The wisdom of crowds shows why humanity is so successful. We are a giant crowd, and the more people that think independently the better the outcome is.
I've written two texts based on this book:
🌐 Wikipedia should not work, but does so thanks to our collective intelligence
🧠 Our collective intelligence shows why the future is bright
Herman Wouk's two books about "Pug" Henry and his family during World War II is storytelling at its absolute best. Many different aspects, exciting and terrifying throughout and the most entertaining history lesson about the war you'll ever read.
The only downside is that it ends, and you'll be left with a feeling of sadness because you will not be allowed to keep following the lives of the Henry family. But also a great joy of having witnessed storytelling perfection.
Ken Follet's Kingsbridge series is amazingly good. When you describe it to people they look at you strangely:
"It's a story about some people building a cathedral in England in the 12th century."
Except for the constantly thrilling story, it is interesting to think - and learn - about how hard life was back then, and how much progress we've made since.

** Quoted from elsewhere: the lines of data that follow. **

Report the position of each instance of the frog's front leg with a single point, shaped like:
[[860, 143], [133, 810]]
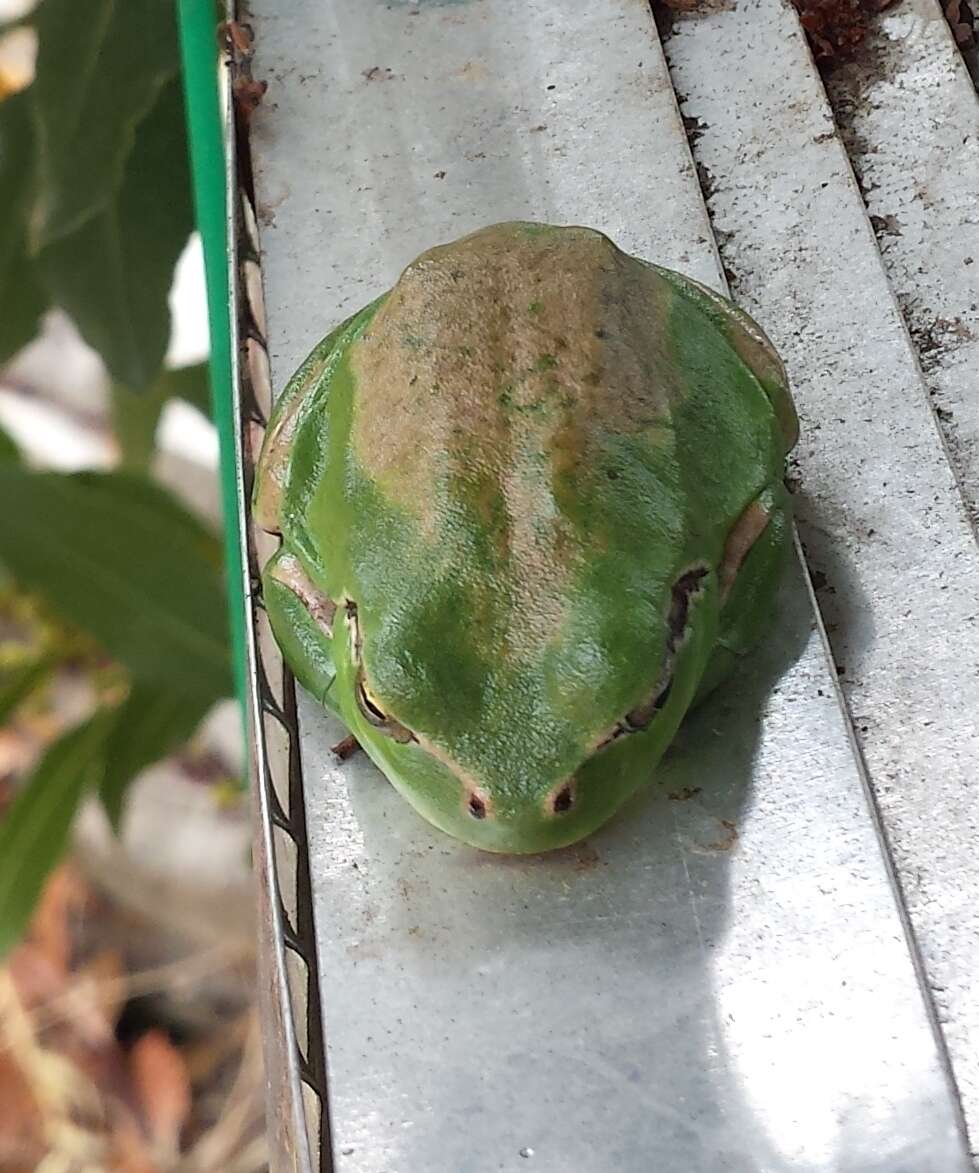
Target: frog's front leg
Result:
[[301, 617], [749, 573]]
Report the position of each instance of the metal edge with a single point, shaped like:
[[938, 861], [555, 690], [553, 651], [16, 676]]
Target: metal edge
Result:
[[293, 1145]]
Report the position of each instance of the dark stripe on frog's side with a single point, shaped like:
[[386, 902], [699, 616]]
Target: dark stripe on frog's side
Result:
[[298, 397]]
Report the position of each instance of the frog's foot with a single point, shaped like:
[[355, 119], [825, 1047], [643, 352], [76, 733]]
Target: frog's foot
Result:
[[748, 576], [301, 618], [347, 747]]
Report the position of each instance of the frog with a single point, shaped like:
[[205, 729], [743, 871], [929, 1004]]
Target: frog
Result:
[[531, 509]]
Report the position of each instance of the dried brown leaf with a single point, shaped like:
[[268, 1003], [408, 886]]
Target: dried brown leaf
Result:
[[162, 1087]]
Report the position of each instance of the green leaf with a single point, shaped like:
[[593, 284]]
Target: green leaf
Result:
[[135, 419], [34, 831], [151, 724], [114, 273], [124, 562], [22, 300], [19, 682], [101, 67], [17, 175]]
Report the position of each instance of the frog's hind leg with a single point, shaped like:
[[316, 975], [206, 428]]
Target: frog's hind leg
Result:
[[303, 621], [749, 574]]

The Evening and the Morning is the fourth and best book, set at the turn of the millennium about 150 years before the first book, The Pillars of the Earth. You can start either with Pillars or Evening, but start reading this series you should.
Ingen bok har varit viktigare för mig än Per Ahlmarks Det öppna såret. Boken gjorde ett sådant intryck på mig att jag format mitt livs mission utifrån den.
Ahlmark visade hur överlägset demokrati är, och hur fruktansvärt hemskt och mordiskt diktatur är. Jag har redan innan förstått att demokrati är bättre än diktatur, men Ahlmark visar det med en tydlighet som träffade mig rätt i solar plexus.
Det finns inget vidare för mänskligheten än att alla människor får leva i demokrati. Inte bara för att det är moraliskt rätt, utan för att en sådan värld kommer innehålla dramatiskt mycket mindre lidande, ingen svält, ingen fattigdom och fred kommer råda överallt.